There was 11 sub categories (personal care, skincare, hair care, deodorants, bath and shower, baby care, oral care, fragrances, premium beauty, sun care) with hair and oral care coming out top with 17% growth, and bath and shower products at the bottom of the list with 8% growth.
The total turnover amassing to N1.034 trillion came with a breakdown. Regardless of their lower growth percentage, between hair care, bath and shower and deodorants recorded a sales performance of between N70 and N100 billion. The highest turnover being N470 Billion for personal care and 45.5% of the industry profits. Skincare followed with N128 billion.
“We have seen double-digit growth in most categories except bath and shower slowing down with falling sales of sanitizers. We look forward to seeing some innovation in this category. The premium category also experienced slowing growth where consumers are struggling with rising prices and so are looking for more affordable options.
“The sun care category is very interesting where people want to look after their skin. Just because we have more melanin in our skin, we still need to protect it from the sun.
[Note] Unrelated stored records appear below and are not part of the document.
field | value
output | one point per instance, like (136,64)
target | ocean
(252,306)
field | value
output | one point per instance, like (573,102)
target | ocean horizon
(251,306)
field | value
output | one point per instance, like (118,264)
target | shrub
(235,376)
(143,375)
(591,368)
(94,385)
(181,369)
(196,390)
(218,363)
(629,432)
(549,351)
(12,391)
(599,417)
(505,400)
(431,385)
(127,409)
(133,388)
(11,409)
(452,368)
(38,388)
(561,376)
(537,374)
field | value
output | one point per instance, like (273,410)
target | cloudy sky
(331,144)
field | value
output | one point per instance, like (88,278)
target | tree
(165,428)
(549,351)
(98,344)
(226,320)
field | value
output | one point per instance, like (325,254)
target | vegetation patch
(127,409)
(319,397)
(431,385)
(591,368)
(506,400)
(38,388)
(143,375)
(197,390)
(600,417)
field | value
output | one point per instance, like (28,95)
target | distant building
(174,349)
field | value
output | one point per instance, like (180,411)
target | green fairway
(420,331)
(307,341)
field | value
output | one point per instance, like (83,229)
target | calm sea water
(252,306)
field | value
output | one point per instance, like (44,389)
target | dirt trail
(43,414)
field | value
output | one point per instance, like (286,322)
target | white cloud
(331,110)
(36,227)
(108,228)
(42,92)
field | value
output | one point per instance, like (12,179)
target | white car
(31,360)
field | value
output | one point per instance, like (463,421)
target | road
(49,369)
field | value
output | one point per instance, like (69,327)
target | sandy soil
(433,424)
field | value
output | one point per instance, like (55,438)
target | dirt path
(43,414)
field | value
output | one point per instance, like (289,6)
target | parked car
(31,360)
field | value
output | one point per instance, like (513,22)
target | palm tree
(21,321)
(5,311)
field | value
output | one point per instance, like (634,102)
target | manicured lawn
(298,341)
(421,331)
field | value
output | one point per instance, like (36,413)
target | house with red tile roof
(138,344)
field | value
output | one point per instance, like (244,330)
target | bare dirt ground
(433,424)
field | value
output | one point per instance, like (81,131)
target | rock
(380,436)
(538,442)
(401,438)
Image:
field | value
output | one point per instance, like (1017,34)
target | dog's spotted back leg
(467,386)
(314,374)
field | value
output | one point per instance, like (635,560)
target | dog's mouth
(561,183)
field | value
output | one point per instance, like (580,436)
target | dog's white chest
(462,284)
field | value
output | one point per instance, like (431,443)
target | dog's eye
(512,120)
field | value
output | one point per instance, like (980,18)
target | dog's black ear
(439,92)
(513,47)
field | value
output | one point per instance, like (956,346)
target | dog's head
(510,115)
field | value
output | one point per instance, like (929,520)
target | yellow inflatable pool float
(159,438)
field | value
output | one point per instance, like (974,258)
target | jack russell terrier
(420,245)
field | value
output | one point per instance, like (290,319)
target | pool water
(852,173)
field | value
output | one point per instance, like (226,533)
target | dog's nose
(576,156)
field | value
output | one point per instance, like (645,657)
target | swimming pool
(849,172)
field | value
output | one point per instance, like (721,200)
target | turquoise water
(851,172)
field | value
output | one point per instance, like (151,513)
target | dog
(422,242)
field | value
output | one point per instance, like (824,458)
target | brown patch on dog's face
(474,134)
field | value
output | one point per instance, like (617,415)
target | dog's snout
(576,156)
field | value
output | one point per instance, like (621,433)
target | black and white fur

The retail sales value of Sun care, like colour cosmetics, is now worth N1 billion,” Abamba said.
Whilst speaking she said that the society was ready to work alongside SON and NAFDAC to regulate the beauty industry and use that as a catalyst for its growth.
“It is a really important industry in terms of health and wellbeing, so we want to talk about how we build the future in terms of safety quality and we want to be on the world stage,” she said.
Vice President, NICOS, Olusola Ojo, said one of the objectives of the society was to create awareness of international standards so that the local cosmetics industry could compete on the global scene.
“That’s what we’re doing by creating awareness, the right education and making people realize that local researches are being recognized internationally and so being able to put us Nigerians; formulators, business owners on the global map.
“To create that international standard for them to know what’s happening in the global scene to position their products to meet up with international best practices and also give us better opportunity to compete” Ojo stated.